Não se combate o mal fazendo outro mal. Nenhuma medida de combate à impunidade pode afrontar a Constituição Federal e o devido processo legal
Cristiano Zanin Martins

O advogado de Lula também lembrou que há casos de decisões de primeira e segunda instâncias que são reformadas no âmbito do STF.

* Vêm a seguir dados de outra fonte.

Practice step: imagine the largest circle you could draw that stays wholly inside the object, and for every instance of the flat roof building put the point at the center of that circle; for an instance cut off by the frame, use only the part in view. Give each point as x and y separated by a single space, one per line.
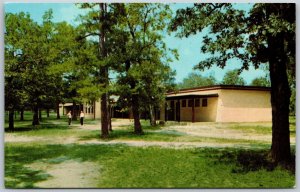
220 103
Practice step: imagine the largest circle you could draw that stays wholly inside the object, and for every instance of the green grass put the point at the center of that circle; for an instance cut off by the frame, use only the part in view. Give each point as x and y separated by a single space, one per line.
152 167
147 167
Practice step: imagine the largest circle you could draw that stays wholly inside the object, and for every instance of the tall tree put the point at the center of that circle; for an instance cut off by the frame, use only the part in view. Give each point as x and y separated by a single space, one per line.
197 80
17 38
98 23
261 81
232 77
142 36
266 34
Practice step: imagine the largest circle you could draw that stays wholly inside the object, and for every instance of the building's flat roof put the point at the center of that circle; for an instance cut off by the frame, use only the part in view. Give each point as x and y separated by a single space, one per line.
191 96
216 87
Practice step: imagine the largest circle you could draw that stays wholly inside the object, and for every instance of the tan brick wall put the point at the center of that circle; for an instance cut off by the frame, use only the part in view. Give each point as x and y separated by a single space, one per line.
244 106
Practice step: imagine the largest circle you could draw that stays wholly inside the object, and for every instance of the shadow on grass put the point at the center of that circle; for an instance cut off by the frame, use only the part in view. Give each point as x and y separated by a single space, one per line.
45 125
130 135
251 160
17 159
18 176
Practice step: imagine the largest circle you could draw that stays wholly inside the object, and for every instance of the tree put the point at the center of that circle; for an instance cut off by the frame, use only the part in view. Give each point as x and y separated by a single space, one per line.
98 23
261 81
264 35
232 78
142 46
18 28
196 80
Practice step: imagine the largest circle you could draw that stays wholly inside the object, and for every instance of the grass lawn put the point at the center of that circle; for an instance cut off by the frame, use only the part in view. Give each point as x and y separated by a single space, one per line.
151 167
123 166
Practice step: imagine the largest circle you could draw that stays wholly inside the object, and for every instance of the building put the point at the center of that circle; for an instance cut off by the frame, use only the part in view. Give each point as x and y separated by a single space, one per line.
220 103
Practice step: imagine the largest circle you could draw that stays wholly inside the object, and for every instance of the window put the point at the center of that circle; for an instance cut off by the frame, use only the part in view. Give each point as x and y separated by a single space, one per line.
191 103
204 102
172 104
197 102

"No acórdão da ADPF 144 [Arguição de Descumprimento de Preceito Fundamental 144, que determinou que a Justiça Eleitoral não pode negar o registro de candidatos que respondem a um processo], no voto do ministro Ricardo Lewandowski, consta que 28,5% dos recursos criminais examinados pelo STF são providos", pontuou, classificando o número como "uma taxa significativa".

Julgamento no dia 4

Com a retomada do julgamento do habeas corpus de Lula prevista para o próximo dia 4 de abril no STF, Zanin disse esperar que a Corte "prestigie a Constituição" e que acredita que o pedido da defesa é "absolutamente compatível com o texto constitucional vigente".

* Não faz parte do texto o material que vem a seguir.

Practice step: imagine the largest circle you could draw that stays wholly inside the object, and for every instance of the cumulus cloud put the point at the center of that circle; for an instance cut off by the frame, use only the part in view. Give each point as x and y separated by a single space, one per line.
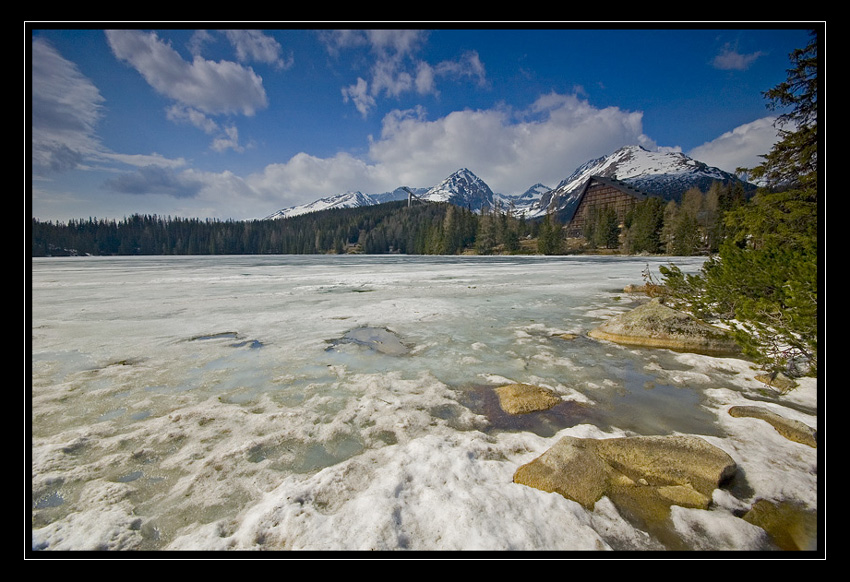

Zanin afirmou ainda que não teve acesso ao acórdão da decisão do TRF-4 (Tribunal Regional Federal da 4ª Região), em que o Tribunal negou os embargos de declaração apresentados pela defesa e que foi publicado nesta terça (27).

Mas segundo ele, é possível que a banca de advogados que defendem o petista entre com os chamados "embargos dos embargos", contestando alguma possível omissão ou contradição na decisão.

Com a publicação do documento, a defesa de Lula terá dois dias, conforme o CPP (Código de Processo Penal), para entrar com o recurso. O TRF-4 poderá julgar se aceita analisar o recurso ou não. Tradicionalmente, os desembargadores costumam rejeitá-los sob argumento de que são protelatórios.